La rottura della trascendenza dell'etica

"...non è detto che la mancanza di altruismo significhi per tutti un disvalore; anzi può essere il presupposto di un'etica alternativa, che a valore positivo assume proprio l'individualità come selfishness [= il pensare prima di tutto ai propri bisogni e benessere, senza curarsi degli altri]. E' il caso dell'“oggettivismo” di Ayn Rand, che in America continua a trovare seguaci proprio perché afferma che l'egoismo è l'unica etica oggettivamente fondata. Se il fondamento oggettivo della natura umana è egoistico, l'unico rapporto naturale fra gli individui è il libero scambio....."

Valerio Zanone, L'età liberale - Democrazia e capitalismo nella società aperta, pag.103, Rizzoli.

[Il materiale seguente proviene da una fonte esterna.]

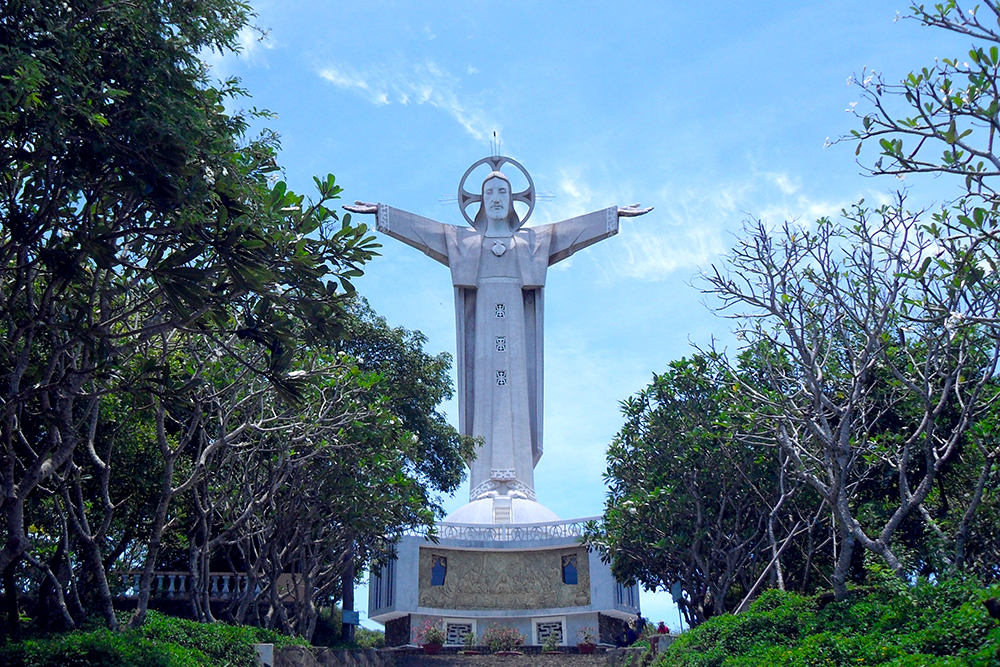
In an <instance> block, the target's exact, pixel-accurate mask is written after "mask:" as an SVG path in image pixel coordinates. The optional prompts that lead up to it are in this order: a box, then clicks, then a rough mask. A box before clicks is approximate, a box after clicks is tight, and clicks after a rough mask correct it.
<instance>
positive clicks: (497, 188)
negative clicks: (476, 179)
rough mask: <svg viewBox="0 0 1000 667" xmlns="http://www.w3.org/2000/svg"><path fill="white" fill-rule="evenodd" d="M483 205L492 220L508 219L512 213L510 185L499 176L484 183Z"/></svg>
mask: <svg viewBox="0 0 1000 667" xmlns="http://www.w3.org/2000/svg"><path fill="white" fill-rule="evenodd" d="M483 206H484V207H485V209H486V217H487V218H489V219H490V220H495V221H498V220H506V219H507V214H508V213H510V186H509V185H508V184H507V182H506V181H504V180H502V179H499V178H491V179H489V180H488V181H486V182H485V183H483Z"/></svg>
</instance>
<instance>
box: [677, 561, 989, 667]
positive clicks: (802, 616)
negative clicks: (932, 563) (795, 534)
mask: <svg viewBox="0 0 1000 667" xmlns="http://www.w3.org/2000/svg"><path fill="white" fill-rule="evenodd" d="M900 589H901V590H900ZM995 595H997V587H993V588H992V589H983V588H981V587H980V586H978V585H977V584H976V583H974V582H962V581H943V582H939V583H936V584H932V583H929V582H926V581H925V582H919V583H917V584H915V585H907V584H904V583H902V582H899V581H898V580H897V581H896V582H892V583H891V585H890V586H883V587H879V588H876V589H874V590H866V591H864V592H857V593H855V595H854V596H853V597H852V598H851V599H849V600H847V601H845V602H835V603H831V604H828V605H827V606H826V607H824V608H823V609H821V610H820V609H817V605H816V602H815V600H814V599H811V598H805V597H802V596H799V595H794V594H788V593H781V592H779V591H769V592H767V593H765V594H764V595H762V596H761V597H760V598H759V599H758V600H757V601H756V602H755V603H754V604H753V605H751V607H750V609H749V610H748V611H746V612H745V613H743V614H740V615H739V616H733V615H729V614H727V615H724V616H719V617H717V618H712V619H709V620H708V621H706V622H705V623H703V624H701V625H699V626H698V627H696V628H693V629H692V630H689V631H688V632H685V633H684V634H682V635H681V636H680V637H679V638H678V639H677V641H676V642H675V643H674V644H673V645H672V646H671V647H670V649H669V650H668V651H667V652H666V653H664V654H662V655H661V656H660V657H659V659H658V662H657V667H769V666H772V665H773V666H777V665H781V666H782V667H814V666H816V667H818V666H820V665H822V666H823V667H827V666H830V667H847V666H848V665H850V666H851V667H857V666H859V665H884V666H885V667H916V666H918V665H919V666H920V667H957V666H959V665H961V666H963V667H987V666H989V667H997V666H998V665H1000V627H997V624H996V622H995V621H994V620H993V619H991V618H989V616H988V615H987V612H986V608H985V607H984V606H983V604H982V601H983V600H984V599H986V598H988V597H992V596H995Z"/></svg>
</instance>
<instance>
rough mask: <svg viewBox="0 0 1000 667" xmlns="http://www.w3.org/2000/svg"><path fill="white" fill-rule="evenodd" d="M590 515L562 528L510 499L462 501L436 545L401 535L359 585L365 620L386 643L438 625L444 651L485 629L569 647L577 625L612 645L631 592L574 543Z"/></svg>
mask: <svg viewBox="0 0 1000 667" xmlns="http://www.w3.org/2000/svg"><path fill="white" fill-rule="evenodd" d="M597 518H598V517H589V518H581V519H571V520H567V521H562V520H560V519H559V518H558V517H557V516H556V515H555V514H554V513H553V512H552V511H551V510H549V509H548V508H547V507H545V506H543V505H541V504H540V503H537V502H534V501H531V500H525V499H520V498H504V497H494V498H484V499H481V500H476V501H473V502H470V503H468V504H467V505H464V506H463V507H461V508H459V509H458V510H456V511H455V512H454V513H453V514H451V515H450V516H448V517H447V518H446V519H445V520H444V521H443V522H441V523H439V524H438V525H437V531H438V533H437V538H438V539H437V542H436V543H435V542H432V541H431V540H430V539H428V538H427V537H426V536H425V535H422V534H409V535H405V536H403V538H402V540H401V541H400V543H399V544H398V545H397V551H396V556H397V557H396V559H395V560H393V561H391V562H389V563H388V564H387V565H386V566H384V567H382V568H381V569H380V570H378V571H377V572H374V573H372V575H371V578H370V579H369V587H368V596H369V597H368V616H369V618H370V619H372V620H374V621H378V622H379V623H383V624H384V625H385V636H386V645H387V646H401V645H405V644H409V643H415V642H414V637H413V632H414V630H415V629H416V628H418V627H420V625H421V624H423V623H424V621H425V620H431V622H434V623H437V622H440V623H441V626H442V628H443V629H444V631H445V634H446V636H447V641H446V645H461V644H462V643H463V640H464V638H465V635H466V634H467V633H470V632H472V633H475V634H476V636H477V638H478V637H482V634H483V632H484V631H485V630H486V629H487V628H488V627H489V626H490V625H492V624H494V623H496V624H499V625H501V626H506V627H512V628H516V629H517V630H518V631H519V632H520V633H521V634H522V635H524V637H525V641H526V643H528V644H536V645H537V644H542V643H543V642H544V641H545V639H546V637H548V635H550V634H555V635H556V636H557V638H558V643H559V644H560V645H562V646H566V645H570V646H572V645H575V644H576V643H577V636H578V634H577V633H578V632H579V631H580V630H582V629H583V628H590V629H591V630H592V631H593V632H595V634H597V635H598V637H599V641H600V642H601V643H607V644H613V643H614V640H615V638H616V637H618V636H619V635H621V634H622V633H623V632H624V631H625V628H626V624H627V622H628V621H629V620H631V619H634V618H635V616H636V614H638V613H639V590H638V586H624V585H622V584H621V583H619V582H617V581H616V580H615V578H614V576H612V574H611V568H610V566H609V565H607V564H605V563H602V562H601V559H600V558H599V557H598V555H597V554H596V553H591V552H590V551H589V550H588V549H587V548H585V547H583V546H581V545H580V537H581V535H582V534H583V526H584V524H585V523H586V522H587V521H590V520H592V519H597ZM478 643H479V641H478V640H477V644H478Z"/></svg>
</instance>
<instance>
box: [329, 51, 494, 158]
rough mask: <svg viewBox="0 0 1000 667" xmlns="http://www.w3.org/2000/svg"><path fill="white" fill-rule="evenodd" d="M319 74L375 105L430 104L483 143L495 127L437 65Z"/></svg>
mask: <svg viewBox="0 0 1000 667" xmlns="http://www.w3.org/2000/svg"><path fill="white" fill-rule="evenodd" d="M319 75H320V76H321V77H323V78H324V79H326V80H327V81H329V82H330V83H332V84H334V85H335V86H337V87H338V88H343V89H345V90H350V91H352V92H354V93H356V94H359V95H361V96H362V97H364V98H366V99H368V101H370V102H371V103H372V104H392V103H393V102H395V103H398V104H404V105H405V104H411V103H413V104H429V105H431V106H432V107H435V108H437V109H440V110H442V111H444V112H445V113H447V114H448V115H449V116H451V117H452V118H453V119H454V120H455V121H456V122H457V123H458V124H459V125H461V126H462V127H463V128H464V129H465V131H466V132H468V133H469V134H471V135H472V136H473V137H475V138H476V139H477V140H480V141H481V140H483V139H484V138H485V137H487V136H489V133H490V132H492V131H493V129H495V128H496V123H494V122H493V121H491V120H490V119H489V118H488V117H487V116H486V113H485V112H484V111H483V110H482V109H481V108H480V107H479V105H478V104H476V103H475V102H472V101H470V100H468V99H466V98H463V97H462V96H461V94H460V88H461V82H460V80H459V79H458V78H457V77H456V76H454V75H452V74H451V73H450V72H448V71H447V70H445V69H443V68H441V67H439V66H438V65H437V64H436V63H434V62H431V61H427V62H425V63H423V64H419V65H408V66H402V67H391V66H390V67H372V68H368V69H366V70H363V71H358V70H352V69H350V68H347V67H338V66H333V65H331V66H327V67H324V68H322V69H321V70H320V71H319Z"/></svg>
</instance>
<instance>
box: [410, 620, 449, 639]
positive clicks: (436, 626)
mask: <svg viewBox="0 0 1000 667" xmlns="http://www.w3.org/2000/svg"><path fill="white" fill-rule="evenodd" d="M413 635H414V637H415V638H416V640H417V643H418V644H444V640H445V634H444V630H442V629H441V621H433V622H432V621H431V619H427V620H426V621H424V622H423V624H422V625H421V626H420V627H418V628H417V629H416V630H415V631H414V633H413Z"/></svg>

La prima rottura fondamentale prodotta dall'affermarsi, per ora praticamente incontrastato, del sistema totalizzante di mercato neoliberistico, è etica.

Per la prima volta nella storia, almeno in quella dell'Occidente biblico-cristiano, cade il presupposto che pone l'istanza etica come una imperatività vincolante, che viene dal valore di un "oggetto", al di fuori di ogni soggettività umana: per esempio: "la vita è sacra".

Prima o fuori del modello di valore capitalistico, l'imperativo etico rappresenta una interpellazione per l'agire umano da parte dell'oggetto.

E' un dire all'uomo: "nei miei riguardi non puoi non comportarti così..."

In tale ottica l'azione diventa giusta se obbediamo, diventa ingiusta se rifiutiamo l'adesione: la disobbedienza immette il "male" nel mondo.

L'insieme delle istanze etiche fonda l'etica di un contesto socio-culturale, legata all'insieme dei valori di una società, che vengono percepiti come vincolanti per l'azione umana.

La radicalità della rivoluzione capitalistica sta nel porre nelle mani del soggetto umano la misura del bene e del male, rappresentata dalla misura del suo successo/insuccesso, come agente "economico" (nel senso più generale del termine): ci troviamo di fronte ad una vera e propria appropriazione da parte del soggetto del criterio del bene e del male; e ad una violazione di quella alterità trascendente ed assoluta, che è tradizionalmente propria di una etica "giusta".

Il soggetto vincente dice praticamente: "l'etica sono io"; e "fa giustizia" dell'altro, ogni volta che questi costituisca un ostacolo al suo successo.